No matter what city you visit, entertainment and the theatre are always popular amongst visitors. Whether that be a night watching Jersey Boys on New York’s historic Broadway, or a night at the opera in La Scala, it’s one of the world’s most prestigious and thrilling industries.
“Break a leg, ” is what the actors will hear as they tread the boards to dazzle audiences, but for most of us, we’d break a leg to just catch a glimpse of the top sopranos or our favourite show.
It’s an industry as old as time, and takes place in some of the most fabulous buildings in the world. But not all of them see heavily made up actors take to the stage any more, in fact in many cases we are now reading, playing, and even parking in some of these old gems.
Of course it’s difficult not to begin in 70AD at one of the world’s most famous amphitheatres, the Colosseum. Once used for gladiatorial contests and public displays, the building in the heart of Rome would hold up to 80, 000 spectators, to which now it’d expect to welcome around 20million tourists each year.
To this day it is still part of the fabric of Rome and will forever have its name right at the very beginning of theatreland.
Loew’s 175th Street Theatre
Of course the modern day theatre looks very different, and the Loews 175th Street Theatre in Manhattan is a fine example of this. Opened in 1930, the terra-cotta-faced theatre has been described by the New York Times as “Byzantine-Romanesque-Indo-Hindu-Sino-Moorish-Persian-Eclectic-Rococo-Deco”, and it’s also much, much more.

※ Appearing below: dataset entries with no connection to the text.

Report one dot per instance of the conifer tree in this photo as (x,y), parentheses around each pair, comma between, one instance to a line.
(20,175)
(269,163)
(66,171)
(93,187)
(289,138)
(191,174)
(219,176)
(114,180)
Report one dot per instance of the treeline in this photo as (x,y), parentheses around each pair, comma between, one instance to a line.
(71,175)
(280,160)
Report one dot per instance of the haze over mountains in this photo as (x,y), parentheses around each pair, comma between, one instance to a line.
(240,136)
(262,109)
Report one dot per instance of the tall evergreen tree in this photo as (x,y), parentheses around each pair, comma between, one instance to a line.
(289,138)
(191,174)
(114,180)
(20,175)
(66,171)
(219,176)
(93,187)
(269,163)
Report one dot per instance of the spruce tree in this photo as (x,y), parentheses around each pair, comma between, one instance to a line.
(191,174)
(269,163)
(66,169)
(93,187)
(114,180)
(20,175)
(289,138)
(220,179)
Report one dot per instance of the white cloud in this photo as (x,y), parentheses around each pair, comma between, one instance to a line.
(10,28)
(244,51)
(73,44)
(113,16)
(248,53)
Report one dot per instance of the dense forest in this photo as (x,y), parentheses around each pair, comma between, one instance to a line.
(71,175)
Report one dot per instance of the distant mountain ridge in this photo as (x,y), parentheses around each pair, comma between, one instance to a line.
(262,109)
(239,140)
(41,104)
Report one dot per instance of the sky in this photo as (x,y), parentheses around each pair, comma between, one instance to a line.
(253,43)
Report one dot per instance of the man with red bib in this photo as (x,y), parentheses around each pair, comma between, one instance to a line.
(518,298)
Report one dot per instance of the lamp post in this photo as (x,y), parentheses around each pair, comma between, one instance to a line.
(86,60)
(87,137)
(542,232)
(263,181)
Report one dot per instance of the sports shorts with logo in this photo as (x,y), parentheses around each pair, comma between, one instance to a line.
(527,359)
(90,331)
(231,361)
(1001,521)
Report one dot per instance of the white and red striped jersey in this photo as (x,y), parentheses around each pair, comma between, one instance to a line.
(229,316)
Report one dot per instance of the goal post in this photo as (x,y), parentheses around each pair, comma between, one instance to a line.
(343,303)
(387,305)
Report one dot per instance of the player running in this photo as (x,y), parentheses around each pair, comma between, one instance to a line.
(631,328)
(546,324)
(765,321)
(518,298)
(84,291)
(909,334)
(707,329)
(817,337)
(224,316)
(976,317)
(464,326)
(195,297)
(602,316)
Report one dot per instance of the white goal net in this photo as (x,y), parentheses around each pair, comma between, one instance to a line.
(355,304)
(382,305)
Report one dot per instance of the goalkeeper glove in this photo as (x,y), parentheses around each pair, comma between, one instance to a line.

It’s last showing was 2001:A Space Odyssey in 1969 before ironically moving the totally opposite way to science-fiction and becoming home to the United Christian Evangelistic Association, as well as a music venue that has welcomed Bob Dylan, Neil Young, and will welcome Lorde and Foster the People later in the year.
Another building which is no stranger to hosting big names is the London Hippodrome right in the very centre of London’s Theatreland. The Hippodrome stage has seen everyone from Ivor Novello, to Julia Andrews, to Frank Sinatra, to even 10tonne elephants during its early days as a circus.
Since then it’s been Talk of the Town – a nightclub that welcomed the Rat Pack, Tom Jones, and Stevie Wonder to name a few – before becoming today’s Hippodrome Casino. The building itself makes it one of the most unique places to enjoy live tournaments on the green velvet, with its stunning craftwork on the outside, and splendid interior that gives a nod to the greatness that has passed before but looking very much towards the future.
Unbelievably named only the second most beautiful book store in the world, El Ateneo is a truly stunning building, and has been maintained remarkably as a bookshop in Argentina’s capital, Buenos Aires.
Perhaps our favourite reimagined theatre, the building, which was built in 1919 still retains all its original features, allowing the theatre boxes to be perfect for a quiet read, and the stage the ideal location to look across the store and enjoy a cup of tea.
The Michigan Theatre
But from the truly stunning book store over to Detroit, the Michigan Theatre holds a different kind of beauty, and a rather haunting one.
Whilst the intricately painted ceilings remain, the stalls are no more, instead replaced by cars – yes cars. The theatre was originally one of the largest in Michigan, seating over 4, 000 people as they laughed along to The Marx Brothers but has since been gutted and now only sees office workers park their cars there.
Which is rather fitting as Henry Ford built his first automobile in that very location.